Amo pensare a lui, a quel modo di abbassare gli occhi e di sorridere appena quando mi sporcavo il naso di gelato. Amo ricordarlo suonare canzoni strappalacrime in quel locale in Crimea, rivederlo camminare a piedi nudi sulla sabbia dorata oppure venirmi a prendere sotto casa sulla Vjatka verdolina. Amo ancora tutto di quel ragazzo russo che soffriva di depressione e che suonava il pianoforte. Ricordo ogni imperfezione della sua pelle, ogni sfumatura che acquisivano i suoi capelli al sole, ogni minima espressione del volto, ogni colpo di tosse, ogni risata, ogni bacio a fior di labbra, ogni abbraccio, ogni lacrima, ogni risata. Ricordo tutto di lui perché, per quell’estate, era stato la mia vita. Per quei tre mesi avevo pensato che mi avrebbe salvato da me stesso, che saremmo scappati insieme in America, che ci saremmo ricostruiti una vita altrove. Avevo sperato che lui mi trascinasse fuori dal baratro dove ero sprofondato con le mie stesse mani. Ricordo che una notte avevamo preso la Vjatka e lui mi aveva detto “Scappiamo, amore.” Non so perché non l’avessimo fatto. Non so perché non avessimo imboccato la statale, con uno zaino e i nostri pochi risparmi, diretti verso l’aereoporto di Kiev. Forse, se avessimo avuto il coraggio di farlo, adesso saremmo insieme, da qualche parte. Forse a Berlino, forse a Londra, forse addirittura a Baltimora.
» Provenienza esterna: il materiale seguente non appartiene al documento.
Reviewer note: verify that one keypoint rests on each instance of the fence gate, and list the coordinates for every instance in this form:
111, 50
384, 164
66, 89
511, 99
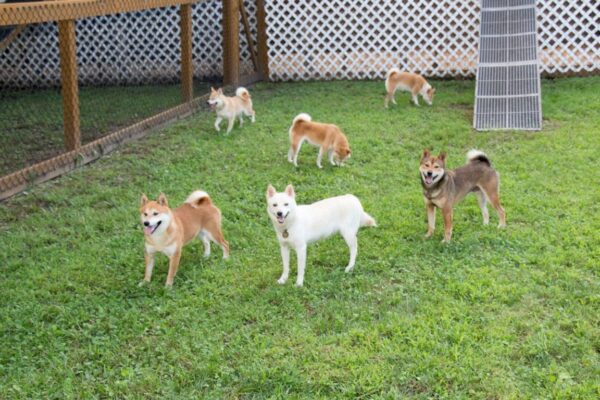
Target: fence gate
508, 78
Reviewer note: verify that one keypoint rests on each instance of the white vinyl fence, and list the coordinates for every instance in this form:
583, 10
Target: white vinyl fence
308, 39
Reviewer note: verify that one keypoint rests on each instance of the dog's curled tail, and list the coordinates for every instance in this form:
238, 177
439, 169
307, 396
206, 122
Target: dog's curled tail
367, 220
302, 117
388, 75
198, 198
478, 155
243, 93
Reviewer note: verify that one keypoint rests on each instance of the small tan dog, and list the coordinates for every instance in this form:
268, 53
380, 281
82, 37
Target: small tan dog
231, 108
167, 231
445, 188
407, 81
328, 137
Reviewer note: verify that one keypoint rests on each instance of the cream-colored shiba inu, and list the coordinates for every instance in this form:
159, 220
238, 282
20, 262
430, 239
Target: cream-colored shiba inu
328, 137
407, 81
298, 225
230, 108
444, 188
167, 231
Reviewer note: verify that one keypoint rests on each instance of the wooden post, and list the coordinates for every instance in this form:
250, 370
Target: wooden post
231, 42
249, 39
187, 70
261, 39
69, 84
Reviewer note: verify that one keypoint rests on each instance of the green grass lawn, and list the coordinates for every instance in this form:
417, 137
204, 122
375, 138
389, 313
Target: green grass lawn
508, 313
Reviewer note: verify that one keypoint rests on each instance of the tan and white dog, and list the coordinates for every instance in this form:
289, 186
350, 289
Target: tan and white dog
407, 81
328, 137
444, 188
230, 108
167, 231
297, 226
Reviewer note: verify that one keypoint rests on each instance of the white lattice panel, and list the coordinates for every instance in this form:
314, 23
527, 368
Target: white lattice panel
132, 48
362, 39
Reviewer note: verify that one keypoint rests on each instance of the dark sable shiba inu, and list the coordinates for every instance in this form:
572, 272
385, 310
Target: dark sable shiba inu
444, 188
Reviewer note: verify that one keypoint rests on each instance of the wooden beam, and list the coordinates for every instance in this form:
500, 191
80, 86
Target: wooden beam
231, 42
262, 40
46, 11
69, 84
249, 38
187, 70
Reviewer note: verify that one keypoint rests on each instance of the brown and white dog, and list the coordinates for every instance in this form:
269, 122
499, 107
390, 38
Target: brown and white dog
444, 188
167, 231
328, 137
407, 81
231, 108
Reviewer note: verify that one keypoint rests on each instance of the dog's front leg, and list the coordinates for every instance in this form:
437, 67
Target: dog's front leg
173, 264
230, 125
447, 213
301, 255
430, 219
285, 257
319, 157
149, 267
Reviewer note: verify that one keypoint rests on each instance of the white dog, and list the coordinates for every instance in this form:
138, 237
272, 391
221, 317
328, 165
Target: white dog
298, 225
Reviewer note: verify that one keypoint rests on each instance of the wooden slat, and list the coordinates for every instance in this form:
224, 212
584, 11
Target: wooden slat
231, 42
187, 72
69, 85
45, 11
261, 39
248, 34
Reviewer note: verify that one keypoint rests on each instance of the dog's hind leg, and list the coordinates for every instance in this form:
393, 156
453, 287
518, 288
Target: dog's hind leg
230, 125
494, 197
301, 255
203, 235
285, 258
320, 156
430, 219
352, 242
481, 199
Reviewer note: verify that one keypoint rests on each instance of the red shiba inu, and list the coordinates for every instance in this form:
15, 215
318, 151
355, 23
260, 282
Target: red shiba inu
444, 188
328, 137
231, 108
407, 81
167, 231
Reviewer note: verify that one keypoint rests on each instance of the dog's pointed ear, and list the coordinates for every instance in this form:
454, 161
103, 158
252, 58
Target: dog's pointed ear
162, 200
143, 200
289, 190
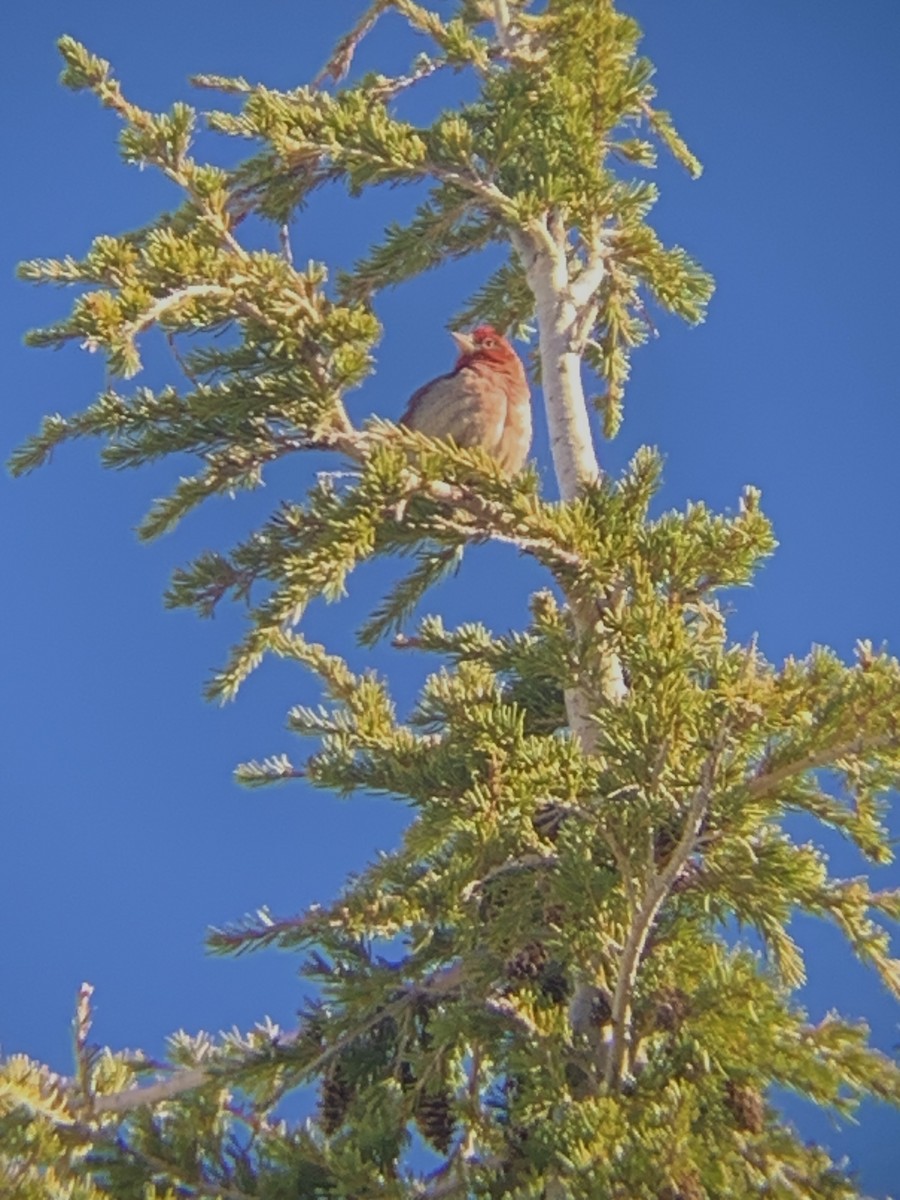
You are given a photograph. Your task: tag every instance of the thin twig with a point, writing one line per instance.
(441, 983)
(768, 781)
(658, 889)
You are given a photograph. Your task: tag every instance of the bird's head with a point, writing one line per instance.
(483, 345)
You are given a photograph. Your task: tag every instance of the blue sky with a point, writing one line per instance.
(124, 834)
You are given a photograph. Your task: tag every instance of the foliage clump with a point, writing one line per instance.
(538, 983)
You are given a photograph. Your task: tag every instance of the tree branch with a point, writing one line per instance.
(658, 891)
(768, 781)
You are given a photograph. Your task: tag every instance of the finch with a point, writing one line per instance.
(484, 401)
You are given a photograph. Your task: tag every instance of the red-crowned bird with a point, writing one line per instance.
(484, 401)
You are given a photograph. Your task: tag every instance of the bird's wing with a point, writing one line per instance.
(466, 406)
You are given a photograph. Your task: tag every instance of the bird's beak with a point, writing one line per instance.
(465, 345)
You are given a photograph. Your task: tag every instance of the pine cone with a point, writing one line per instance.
(747, 1105)
(335, 1097)
(672, 1008)
(528, 963)
(436, 1120)
(555, 983)
(687, 1188)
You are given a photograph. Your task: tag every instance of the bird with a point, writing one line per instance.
(485, 401)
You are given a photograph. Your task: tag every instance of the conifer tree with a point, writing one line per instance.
(597, 797)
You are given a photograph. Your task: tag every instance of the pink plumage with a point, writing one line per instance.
(484, 401)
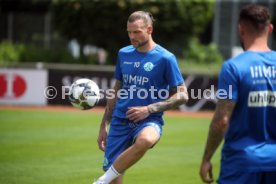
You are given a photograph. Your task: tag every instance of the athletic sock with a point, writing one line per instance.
(109, 175)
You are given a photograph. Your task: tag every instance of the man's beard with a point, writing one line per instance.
(142, 44)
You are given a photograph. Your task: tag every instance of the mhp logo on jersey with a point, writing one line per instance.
(148, 66)
(262, 99)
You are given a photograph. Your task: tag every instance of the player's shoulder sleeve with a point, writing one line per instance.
(172, 74)
(228, 81)
(122, 53)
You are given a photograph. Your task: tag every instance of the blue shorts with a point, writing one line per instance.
(247, 177)
(122, 134)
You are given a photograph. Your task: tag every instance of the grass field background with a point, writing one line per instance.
(47, 147)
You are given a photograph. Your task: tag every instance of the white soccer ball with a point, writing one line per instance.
(84, 94)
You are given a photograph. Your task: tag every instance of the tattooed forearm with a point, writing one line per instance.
(111, 104)
(218, 127)
(179, 97)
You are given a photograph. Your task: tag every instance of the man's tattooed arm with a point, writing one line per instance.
(111, 104)
(218, 127)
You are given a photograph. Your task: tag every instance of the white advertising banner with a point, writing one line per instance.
(23, 86)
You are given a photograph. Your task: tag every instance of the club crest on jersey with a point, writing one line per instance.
(148, 66)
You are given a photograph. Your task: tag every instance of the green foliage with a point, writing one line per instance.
(12, 53)
(202, 54)
(103, 23)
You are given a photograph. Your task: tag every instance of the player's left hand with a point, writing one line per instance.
(136, 114)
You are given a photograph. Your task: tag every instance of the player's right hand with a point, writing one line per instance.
(206, 172)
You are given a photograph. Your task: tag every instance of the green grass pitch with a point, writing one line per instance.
(40, 147)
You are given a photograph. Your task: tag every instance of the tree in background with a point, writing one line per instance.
(103, 23)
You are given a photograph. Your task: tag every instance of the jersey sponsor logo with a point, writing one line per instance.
(262, 99)
(148, 66)
(135, 79)
(259, 71)
(136, 64)
(127, 63)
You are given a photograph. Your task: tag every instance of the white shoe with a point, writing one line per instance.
(100, 182)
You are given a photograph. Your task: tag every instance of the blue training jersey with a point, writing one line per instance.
(146, 78)
(250, 81)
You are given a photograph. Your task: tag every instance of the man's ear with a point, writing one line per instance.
(241, 29)
(150, 29)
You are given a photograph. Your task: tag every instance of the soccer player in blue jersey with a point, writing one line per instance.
(148, 82)
(246, 116)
Ma soprattutto, saremmo fianco a fianco. Invece, io sono qua, a Kharkiv, senza più vita, senza più niente che non siano i ricordi di quell’estate, e la collana col plettro che mi aveva dato prima che partissi. La porto ancora al collo, e a volte l’annuso, tentando di sentire ancora il suo profumo, ormai falsato dagli anni. Ci aveva suonato la chitarra in spiaggia, con quel plettro, la prima volta che ci siamo conosciuti. Gli avevo detto “suoni bene, ragazzo russo”. E lui mi aveva sorriso e aveva detto “Che canzone vuoi, ragazzo ucraino?”. “Quello che vuoi”. Aveva suonato quella canzone dei Goo Goo Dolls, e ci aveva messo talmente tanta passione da far tacere chiunque, sulla spiaggia, tutti troppo intenti a sentire il dolore nella sua voce quando disse “yeah, you bleed just to know you’re alive”. Era stato lì che mi aveva guardato per la prima volta negli occhi e io ero arrossito, distogliendo lo sguardo, troppo spaventata dalla devastazione covata in quelle iridi color del metallo.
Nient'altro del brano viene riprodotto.